Perhaps! The young man’s pulses beat faster at the mere mention of her name. He had tried to convince himself that he lingered there through disappointment at finding the manager away from home; but he knew that all his faculties were alert to catch sight or sound of her. He hoped to hear her voice; to get a glimpse of her, however fleeting. He wanted nothing so much on earth at that moment as to speak with her—to touch her hand; but he knew that if he met her, and the meeting came to her father’s knowledge, it would kindle Sartwell’s fierce resentment against him, and undoubtedly jeopardize his mission. Sartwell would see in his visit to Wimbledon nothing but a ruse to obtain an interview with the girl. Braunt had trusted him, and had sent him off with a hearty God-speed; the fate of exasperated men on the very brink of disorder might depend on his success. Women and children might starve to pay for five minutes’ delightful talk with Edna Sartwell. No such temptation had ever confronted him before, and he put it away from him with a faint and wavering hand.

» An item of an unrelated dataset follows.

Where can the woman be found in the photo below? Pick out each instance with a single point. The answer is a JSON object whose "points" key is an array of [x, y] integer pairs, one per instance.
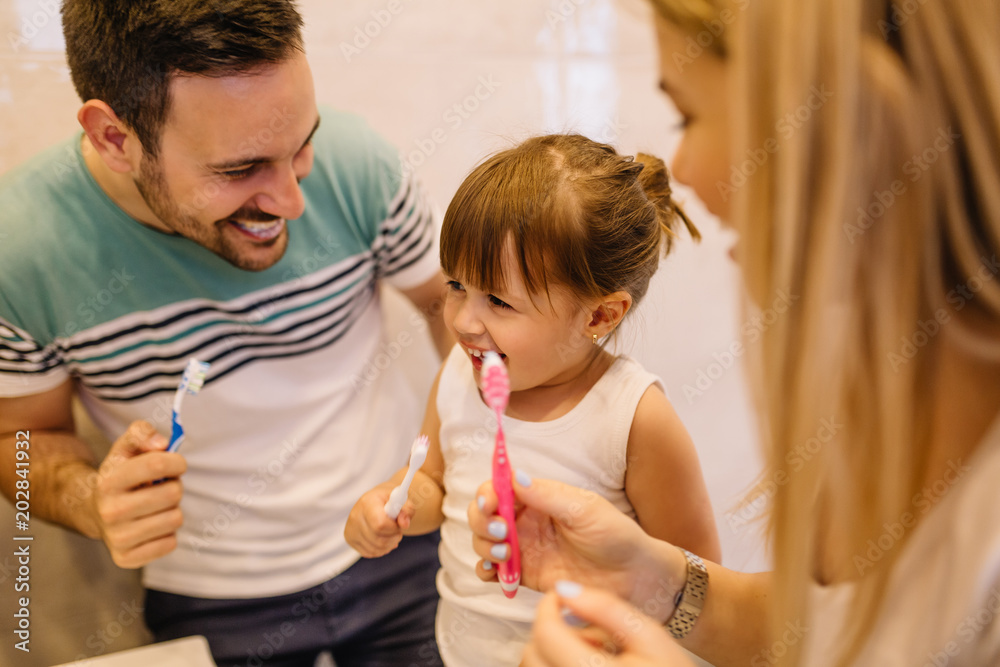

“No,” he said, with a sigh, “it was Mr. Sartwell I wanted to see. I will call upon him at his office.”

The servant closed the door with a bang. Surely he did not need to take all that time, keeping her standing there, to say “No.”

The smallness of a word, however, bears little relation to the difficulty there may be in pronouncing it. Yet the bang of the door resulting from his hesitation brought about the very meeting he had with such reluctance resolved to forego. It is perhaps hardly complimentary to Sartwell to state that, when his daughter heard the door shut so emphatically, she thought her father had returned, and that something had gone wrong. Patience was not among Sartwell’s virtues, and when his wife, actuated solely by a strict sense of duty, endeavoured to point out to him some of his numerous failings, the man, instead of being grateful, often terminated a conversation intended entirely for his own good, by violently slamming the door and betaking himself to the breezy common, where a person may walk miles without going twice over the same path.

The girl ran towards the front of the house, on hearing the noisy closing of the door, and was far from being reassured when she recognized Marsten almost at the gate. That something had happened to her father instantly flashed across her mind, She fleetly overtook the young man, and his evident agitation on seeing her confirmed her fears.

“Oh, Mr. Marsten,” she cried, breathlessly, “is there anything wrong? Has there been more trouble at the works?”

“No; I don’t think so,” he stammered.

“I feel sure something is amiss. Tell me, tell me. Don’t keep me in suspense.”